The Computer Vision Center (CVC) has launched the latest version of its open-source simulator for automated driving called CARLA (Car Learning to Act). Development directed by the CVC at the Universitat Autònoma de Barcelona in Spain has been supported by Intel, Toyota Research Institute (TRI), KPIT, and GM Research & Development. Back in June 2018, TRI announced its support for CVC’s efforts to accelerate its development of the simulator.
“Fostering the development of a common open simulation platform will allow TRI and its academic and industrial partners to better exchange code, information, and data,” Vangelis Kokkevis, Director of Driving Simulation at TRI, said at the time. (Kokkevis is now with Waymo.)
“CARLA is born to democratize research on automated driving, supporting training and testing of AI drivers beyond real-world limitations,” added Dr. Antonio López, responsible for the project at CVC. “The joint work of CARLA engineers, artists, and scientists is making this possible.

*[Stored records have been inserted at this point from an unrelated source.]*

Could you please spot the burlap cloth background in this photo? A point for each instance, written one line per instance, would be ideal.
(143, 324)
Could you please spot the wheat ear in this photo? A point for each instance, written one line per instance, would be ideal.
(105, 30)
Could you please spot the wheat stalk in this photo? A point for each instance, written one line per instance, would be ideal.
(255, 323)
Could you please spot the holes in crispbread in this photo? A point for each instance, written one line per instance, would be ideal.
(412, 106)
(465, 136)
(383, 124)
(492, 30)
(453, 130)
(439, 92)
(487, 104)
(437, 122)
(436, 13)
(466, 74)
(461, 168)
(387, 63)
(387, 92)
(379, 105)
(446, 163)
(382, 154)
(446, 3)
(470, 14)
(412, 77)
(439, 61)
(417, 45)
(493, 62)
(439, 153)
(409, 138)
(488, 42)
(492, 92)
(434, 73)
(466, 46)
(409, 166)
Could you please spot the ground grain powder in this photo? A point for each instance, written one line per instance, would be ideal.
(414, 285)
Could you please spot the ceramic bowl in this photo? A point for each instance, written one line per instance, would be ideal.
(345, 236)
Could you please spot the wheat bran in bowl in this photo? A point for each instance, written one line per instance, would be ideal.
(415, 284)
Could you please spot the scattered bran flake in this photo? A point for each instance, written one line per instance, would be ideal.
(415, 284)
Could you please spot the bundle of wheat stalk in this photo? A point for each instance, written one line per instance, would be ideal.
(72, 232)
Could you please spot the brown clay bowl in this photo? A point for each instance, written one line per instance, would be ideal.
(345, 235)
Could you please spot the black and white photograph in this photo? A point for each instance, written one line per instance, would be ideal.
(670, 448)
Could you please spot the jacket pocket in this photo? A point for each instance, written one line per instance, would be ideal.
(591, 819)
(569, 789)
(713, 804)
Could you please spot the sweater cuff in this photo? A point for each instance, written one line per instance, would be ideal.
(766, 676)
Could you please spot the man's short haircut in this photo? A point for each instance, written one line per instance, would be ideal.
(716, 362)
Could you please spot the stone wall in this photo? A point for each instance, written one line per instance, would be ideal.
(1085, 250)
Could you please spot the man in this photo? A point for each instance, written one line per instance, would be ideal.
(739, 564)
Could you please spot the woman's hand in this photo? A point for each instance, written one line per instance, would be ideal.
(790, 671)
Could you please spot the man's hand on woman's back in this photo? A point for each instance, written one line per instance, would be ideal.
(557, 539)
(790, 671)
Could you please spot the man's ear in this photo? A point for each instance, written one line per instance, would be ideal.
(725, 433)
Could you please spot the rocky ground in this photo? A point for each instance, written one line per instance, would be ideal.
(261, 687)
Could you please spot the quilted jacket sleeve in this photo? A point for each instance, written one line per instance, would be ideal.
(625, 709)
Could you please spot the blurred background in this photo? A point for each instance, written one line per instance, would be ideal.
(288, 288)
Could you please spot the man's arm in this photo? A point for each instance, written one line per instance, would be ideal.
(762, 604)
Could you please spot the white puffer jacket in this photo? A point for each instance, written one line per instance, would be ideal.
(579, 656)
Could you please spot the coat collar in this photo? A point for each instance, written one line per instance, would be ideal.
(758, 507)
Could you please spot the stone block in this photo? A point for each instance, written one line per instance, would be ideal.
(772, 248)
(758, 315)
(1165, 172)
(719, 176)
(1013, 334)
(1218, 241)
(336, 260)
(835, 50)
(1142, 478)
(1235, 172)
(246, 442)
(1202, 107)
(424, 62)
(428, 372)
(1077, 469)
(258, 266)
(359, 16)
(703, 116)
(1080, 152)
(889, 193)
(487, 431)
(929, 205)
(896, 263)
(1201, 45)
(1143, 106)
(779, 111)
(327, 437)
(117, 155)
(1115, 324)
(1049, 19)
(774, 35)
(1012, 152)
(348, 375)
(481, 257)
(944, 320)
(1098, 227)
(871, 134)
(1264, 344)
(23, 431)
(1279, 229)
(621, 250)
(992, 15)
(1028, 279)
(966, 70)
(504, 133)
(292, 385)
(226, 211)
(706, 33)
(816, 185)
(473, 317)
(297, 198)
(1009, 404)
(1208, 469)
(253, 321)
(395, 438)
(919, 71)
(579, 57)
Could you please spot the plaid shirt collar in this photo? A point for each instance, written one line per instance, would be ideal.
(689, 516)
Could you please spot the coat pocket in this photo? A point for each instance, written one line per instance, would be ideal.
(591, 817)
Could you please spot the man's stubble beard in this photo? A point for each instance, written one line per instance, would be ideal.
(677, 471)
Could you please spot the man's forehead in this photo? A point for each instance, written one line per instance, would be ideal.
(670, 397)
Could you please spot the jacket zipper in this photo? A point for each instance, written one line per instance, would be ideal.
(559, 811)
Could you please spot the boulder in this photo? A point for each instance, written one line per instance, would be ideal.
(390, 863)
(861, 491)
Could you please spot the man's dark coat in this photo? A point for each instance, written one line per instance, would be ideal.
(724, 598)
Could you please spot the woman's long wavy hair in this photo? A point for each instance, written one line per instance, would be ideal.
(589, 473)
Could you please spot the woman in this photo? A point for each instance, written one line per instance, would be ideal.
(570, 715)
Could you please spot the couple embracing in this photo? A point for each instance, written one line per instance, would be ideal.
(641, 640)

Hosted on Github, the non-profit, open-source simulator is for the development, training, and validation of automated urban driving systems. It is designed to ensure the stability of automated vehicles in situations that are not always testable in the real world.
CARLA has been developed from the ground up to support the development, training, and validation of autonomous driving systems. In addition to open-source code and protocols, it provides open digital assets (such as urban layouts, buildings, vehicles) that were created for this purpose and can be used freely. The simulation platform supports flexible specification of sensor suites, environmental conditions, full control of all static and dynamic actors, maps generation, among other features.

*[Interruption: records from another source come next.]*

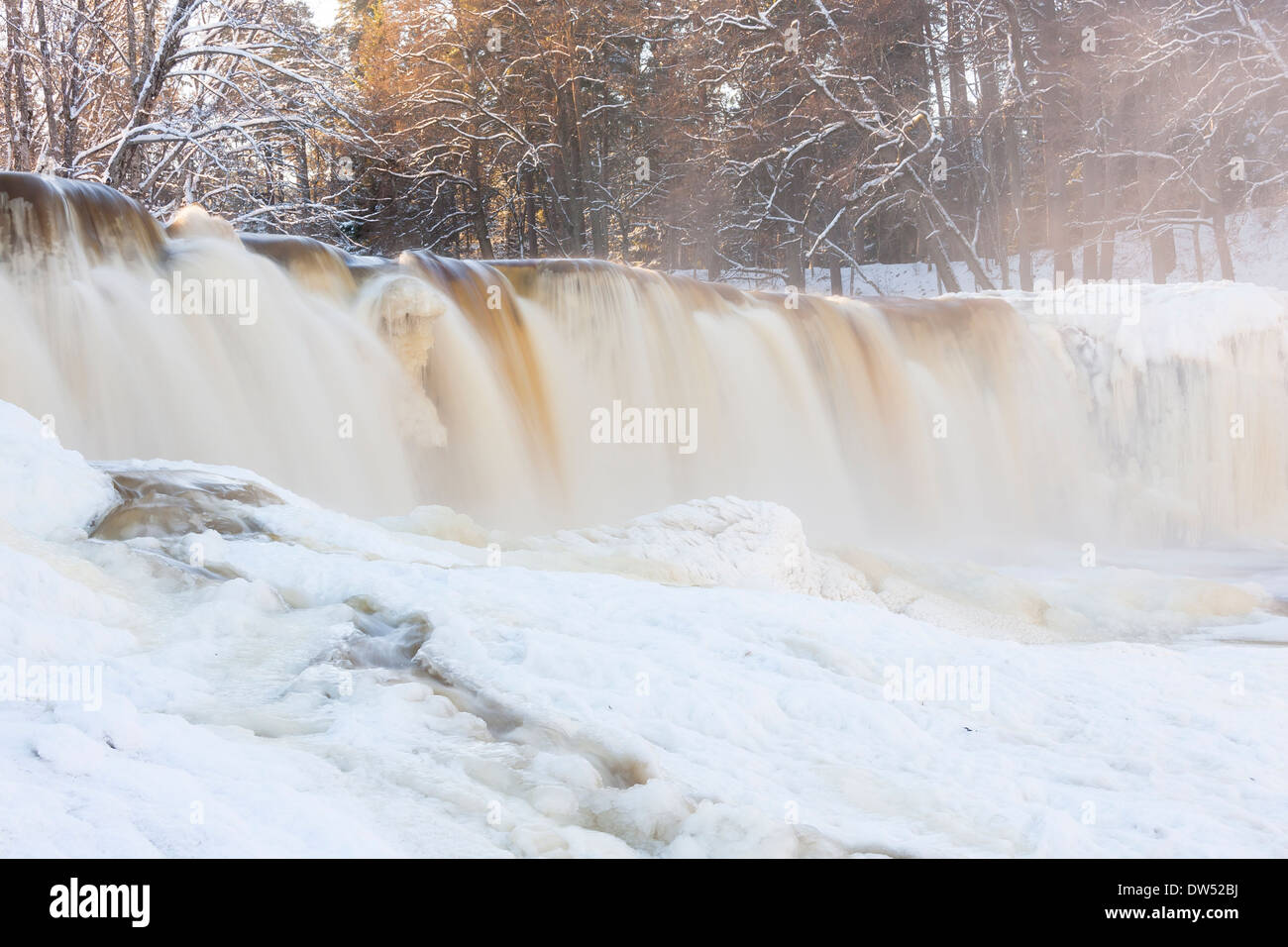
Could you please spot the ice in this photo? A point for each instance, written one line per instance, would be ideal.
(697, 682)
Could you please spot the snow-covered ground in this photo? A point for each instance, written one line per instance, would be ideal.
(1258, 247)
(281, 680)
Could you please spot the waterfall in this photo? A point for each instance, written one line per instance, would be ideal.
(541, 393)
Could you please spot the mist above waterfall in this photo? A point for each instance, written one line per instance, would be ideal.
(380, 385)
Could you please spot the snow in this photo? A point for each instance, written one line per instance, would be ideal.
(696, 682)
(1257, 249)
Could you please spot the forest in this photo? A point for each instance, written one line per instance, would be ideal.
(726, 137)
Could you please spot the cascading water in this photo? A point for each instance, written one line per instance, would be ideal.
(507, 390)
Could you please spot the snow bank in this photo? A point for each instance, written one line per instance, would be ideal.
(44, 487)
(307, 684)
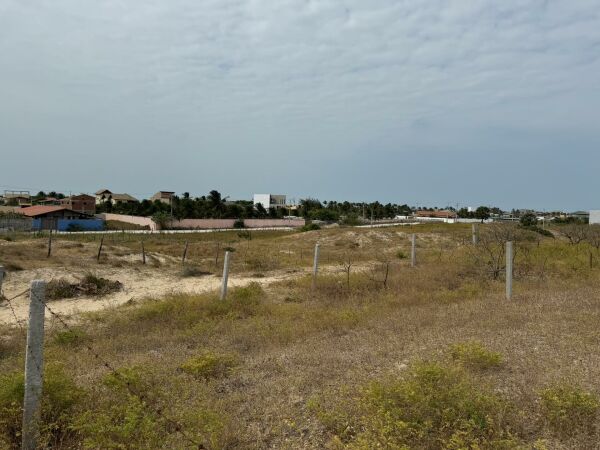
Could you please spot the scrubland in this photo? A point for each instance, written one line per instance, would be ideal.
(378, 355)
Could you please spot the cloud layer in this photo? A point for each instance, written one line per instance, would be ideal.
(336, 99)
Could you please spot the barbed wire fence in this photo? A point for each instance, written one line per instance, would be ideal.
(189, 250)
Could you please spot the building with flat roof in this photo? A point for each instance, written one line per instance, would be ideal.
(269, 201)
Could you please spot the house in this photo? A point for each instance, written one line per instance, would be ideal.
(17, 198)
(269, 201)
(60, 218)
(104, 195)
(163, 196)
(82, 203)
(584, 216)
(49, 201)
(436, 214)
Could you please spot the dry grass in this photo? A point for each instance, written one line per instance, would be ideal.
(289, 367)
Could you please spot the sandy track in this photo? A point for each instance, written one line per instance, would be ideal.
(138, 283)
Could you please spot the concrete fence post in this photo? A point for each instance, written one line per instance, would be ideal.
(509, 269)
(184, 253)
(34, 367)
(316, 265)
(225, 276)
(100, 247)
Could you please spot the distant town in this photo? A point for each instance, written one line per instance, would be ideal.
(106, 209)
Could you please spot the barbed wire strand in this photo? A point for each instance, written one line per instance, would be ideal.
(144, 399)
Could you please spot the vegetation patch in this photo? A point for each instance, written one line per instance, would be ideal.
(60, 398)
(210, 365)
(570, 410)
(90, 285)
(474, 355)
(434, 406)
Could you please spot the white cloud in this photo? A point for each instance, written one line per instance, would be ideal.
(323, 77)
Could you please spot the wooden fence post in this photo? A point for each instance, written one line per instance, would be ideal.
(509, 269)
(34, 367)
(225, 276)
(316, 265)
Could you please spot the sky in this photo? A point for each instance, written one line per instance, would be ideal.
(429, 103)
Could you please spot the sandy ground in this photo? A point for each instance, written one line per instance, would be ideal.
(138, 283)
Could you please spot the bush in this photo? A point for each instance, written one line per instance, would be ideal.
(400, 254)
(475, 356)
(121, 420)
(434, 406)
(59, 399)
(89, 285)
(209, 365)
(570, 410)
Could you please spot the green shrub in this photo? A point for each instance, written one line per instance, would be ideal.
(434, 406)
(475, 356)
(59, 399)
(570, 410)
(210, 365)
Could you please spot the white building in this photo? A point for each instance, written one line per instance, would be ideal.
(269, 201)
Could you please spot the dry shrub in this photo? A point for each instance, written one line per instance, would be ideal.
(210, 365)
(474, 355)
(89, 285)
(570, 410)
(433, 406)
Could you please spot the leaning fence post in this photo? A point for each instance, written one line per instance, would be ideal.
(100, 247)
(225, 276)
(509, 269)
(184, 253)
(475, 233)
(34, 364)
(316, 265)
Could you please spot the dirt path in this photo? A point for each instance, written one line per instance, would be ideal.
(138, 283)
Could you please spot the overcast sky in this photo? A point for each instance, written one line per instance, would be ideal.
(429, 102)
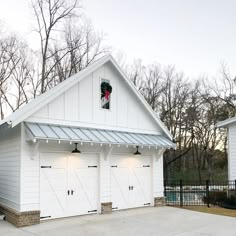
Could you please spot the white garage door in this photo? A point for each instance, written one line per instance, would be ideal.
(130, 181)
(68, 184)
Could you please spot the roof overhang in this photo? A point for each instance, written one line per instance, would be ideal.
(98, 136)
(33, 106)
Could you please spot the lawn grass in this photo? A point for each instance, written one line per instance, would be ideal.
(212, 210)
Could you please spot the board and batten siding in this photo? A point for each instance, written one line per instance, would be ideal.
(232, 152)
(80, 106)
(10, 146)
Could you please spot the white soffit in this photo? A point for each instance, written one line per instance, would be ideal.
(23, 113)
(91, 135)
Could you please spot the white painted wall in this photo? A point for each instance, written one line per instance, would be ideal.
(10, 167)
(80, 106)
(158, 175)
(30, 169)
(232, 152)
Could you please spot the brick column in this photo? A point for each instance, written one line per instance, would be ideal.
(20, 219)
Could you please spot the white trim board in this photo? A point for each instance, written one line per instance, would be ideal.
(42, 100)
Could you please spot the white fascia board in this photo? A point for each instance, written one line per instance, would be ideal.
(225, 123)
(48, 96)
(144, 102)
(42, 100)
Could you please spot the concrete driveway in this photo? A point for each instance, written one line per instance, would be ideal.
(163, 221)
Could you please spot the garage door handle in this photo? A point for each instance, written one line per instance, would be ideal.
(131, 187)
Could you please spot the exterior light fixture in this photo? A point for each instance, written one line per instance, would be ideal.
(76, 150)
(137, 152)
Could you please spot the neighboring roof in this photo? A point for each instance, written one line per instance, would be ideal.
(42, 100)
(226, 122)
(91, 135)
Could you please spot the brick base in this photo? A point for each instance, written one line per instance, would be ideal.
(159, 201)
(20, 219)
(106, 207)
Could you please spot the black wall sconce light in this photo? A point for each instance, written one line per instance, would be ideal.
(76, 150)
(137, 152)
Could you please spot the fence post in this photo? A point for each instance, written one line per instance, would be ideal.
(181, 192)
(165, 189)
(207, 193)
(235, 187)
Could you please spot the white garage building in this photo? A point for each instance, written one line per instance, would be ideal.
(230, 124)
(117, 142)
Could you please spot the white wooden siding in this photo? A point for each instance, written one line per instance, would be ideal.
(80, 106)
(30, 169)
(158, 178)
(10, 167)
(232, 152)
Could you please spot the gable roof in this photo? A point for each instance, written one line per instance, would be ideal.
(225, 123)
(42, 100)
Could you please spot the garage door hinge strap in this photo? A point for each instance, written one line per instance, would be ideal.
(92, 211)
(44, 217)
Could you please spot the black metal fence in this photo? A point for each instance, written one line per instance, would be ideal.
(196, 193)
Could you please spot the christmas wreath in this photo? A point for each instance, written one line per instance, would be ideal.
(106, 90)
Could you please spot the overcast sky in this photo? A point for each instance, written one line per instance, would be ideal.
(194, 35)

The latest release, CARLA 0.9.10, features a new semantic LIDAR sensor, automatic map generation with OpenStreetMap, and a brand-new repository for plug-ins made by contributors. Highlighted of the solution include scalability via a server multi-client architecture, so multiple clients in the same or in different nodes can control different actors. Its powerful API allows users to control all aspects related to the simulation, including traffic generation, pedestrian behaviors, weathers, and sensors.
Via an autonomous driving sensor suite, users can configure diverse sensor suites including LIDARs, multiple cameras, depth sensors, and GPS. A fast simulation for planning and control mode disables rendering to offer a fast execution of traffic simulation and road behaviors for which graphics are not required. The engine ScenarioRunner allows users to define and execute different traffic situations based on modular behaviors.

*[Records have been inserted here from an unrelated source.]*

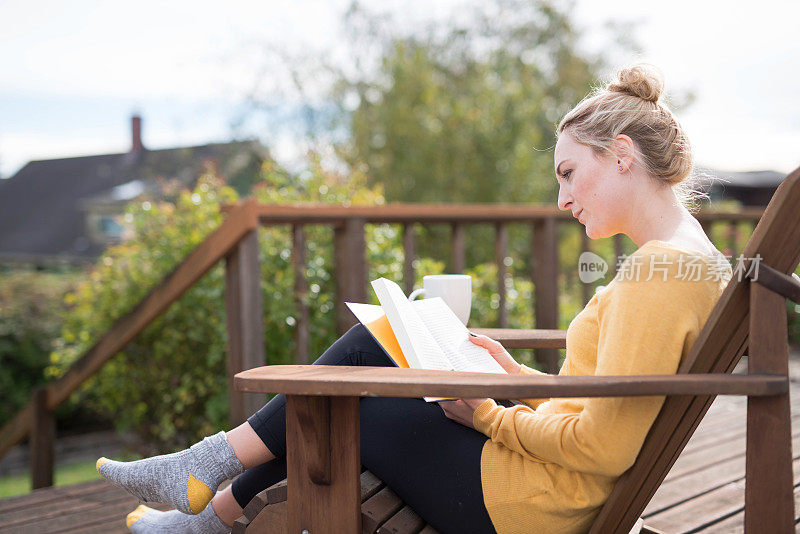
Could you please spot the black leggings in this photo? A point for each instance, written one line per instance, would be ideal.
(431, 462)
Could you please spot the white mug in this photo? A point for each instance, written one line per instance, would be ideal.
(454, 289)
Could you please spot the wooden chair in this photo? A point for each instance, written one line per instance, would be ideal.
(325, 491)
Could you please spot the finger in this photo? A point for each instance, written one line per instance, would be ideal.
(486, 342)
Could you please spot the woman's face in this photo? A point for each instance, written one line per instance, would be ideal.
(592, 187)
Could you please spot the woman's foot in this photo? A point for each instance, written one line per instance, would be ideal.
(185, 480)
(145, 520)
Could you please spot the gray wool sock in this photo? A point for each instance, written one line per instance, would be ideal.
(186, 480)
(145, 520)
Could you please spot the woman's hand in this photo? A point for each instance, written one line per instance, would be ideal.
(498, 352)
(461, 410)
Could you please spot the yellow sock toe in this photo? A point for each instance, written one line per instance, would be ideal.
(100, 461)
(199, 494)
(134, 516)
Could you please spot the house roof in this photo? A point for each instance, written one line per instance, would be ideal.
(42, 206)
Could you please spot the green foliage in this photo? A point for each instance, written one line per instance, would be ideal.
(31, 312)
(463, 111)
(170, 383)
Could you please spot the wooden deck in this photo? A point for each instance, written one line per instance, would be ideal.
(704, 491)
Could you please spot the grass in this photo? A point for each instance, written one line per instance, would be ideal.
(65, 475)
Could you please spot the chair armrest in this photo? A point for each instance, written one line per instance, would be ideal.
(334, 380)
(518, 338)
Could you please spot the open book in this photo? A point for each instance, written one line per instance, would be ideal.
(423, 334)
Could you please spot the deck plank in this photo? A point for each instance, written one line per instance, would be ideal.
(704, 492)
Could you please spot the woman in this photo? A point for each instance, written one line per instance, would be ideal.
(546, 465)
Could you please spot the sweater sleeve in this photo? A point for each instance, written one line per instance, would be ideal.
(643, 326)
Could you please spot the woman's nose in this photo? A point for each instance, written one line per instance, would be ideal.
(564, 199)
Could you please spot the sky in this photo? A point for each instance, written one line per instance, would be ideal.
(73, 72)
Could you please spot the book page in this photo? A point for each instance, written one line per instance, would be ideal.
(375, 321)
(419, 347)
(453, 338)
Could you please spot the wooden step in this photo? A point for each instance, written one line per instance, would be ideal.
(382, 511)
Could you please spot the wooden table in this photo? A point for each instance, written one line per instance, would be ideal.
(322, 418)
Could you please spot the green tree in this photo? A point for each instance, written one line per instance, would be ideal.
(462, 109)
(466, 112)
(170, 384)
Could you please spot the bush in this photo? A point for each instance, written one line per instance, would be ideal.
(31, 313)
(169, 385)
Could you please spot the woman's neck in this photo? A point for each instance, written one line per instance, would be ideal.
(660, 216)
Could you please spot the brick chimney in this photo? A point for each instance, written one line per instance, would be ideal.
(136, 134)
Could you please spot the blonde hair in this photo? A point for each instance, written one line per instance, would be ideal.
(632, 105)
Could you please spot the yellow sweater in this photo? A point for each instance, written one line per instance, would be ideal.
(550, 464)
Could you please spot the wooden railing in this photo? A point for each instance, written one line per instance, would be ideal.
(236, 241)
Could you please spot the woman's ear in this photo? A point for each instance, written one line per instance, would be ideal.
(624, 148)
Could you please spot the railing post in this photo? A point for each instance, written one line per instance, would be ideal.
(409, 255)
(768, 497)
(544, 261)
(301, 334)
(351, 269)
(42, 444)
(500, 254)
(458, 251)
(245, 317)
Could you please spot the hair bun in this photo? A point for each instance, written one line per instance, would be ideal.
(642, 80)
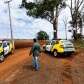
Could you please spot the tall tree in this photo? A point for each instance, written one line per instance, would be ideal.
(48, 9)
(76, 9)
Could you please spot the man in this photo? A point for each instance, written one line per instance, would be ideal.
(35, 51)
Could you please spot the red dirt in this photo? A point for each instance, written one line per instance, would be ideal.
(17, 69)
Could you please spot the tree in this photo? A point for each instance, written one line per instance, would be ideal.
(48, 9)
(65, 22)
(42, 35)
(76, 9)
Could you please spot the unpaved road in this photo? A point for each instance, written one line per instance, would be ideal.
(17, 69)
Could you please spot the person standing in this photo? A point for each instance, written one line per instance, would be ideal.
(35, 51)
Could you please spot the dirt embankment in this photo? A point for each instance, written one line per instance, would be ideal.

Among integrations, users can easily create their own maps following the ASAM (Association for Standardization of Automation and Measuring Systems) OpenDrive standard via tools like the MathWorks VectorZero RoadRunner. CARLA is integrated with the ROS (Robot Operating System) flexible framework for writing robot software via a ROS bridge. Autonomous driving baselines are provided as runnable agents from the Autoware Foundation and Conditional Imitation Learning.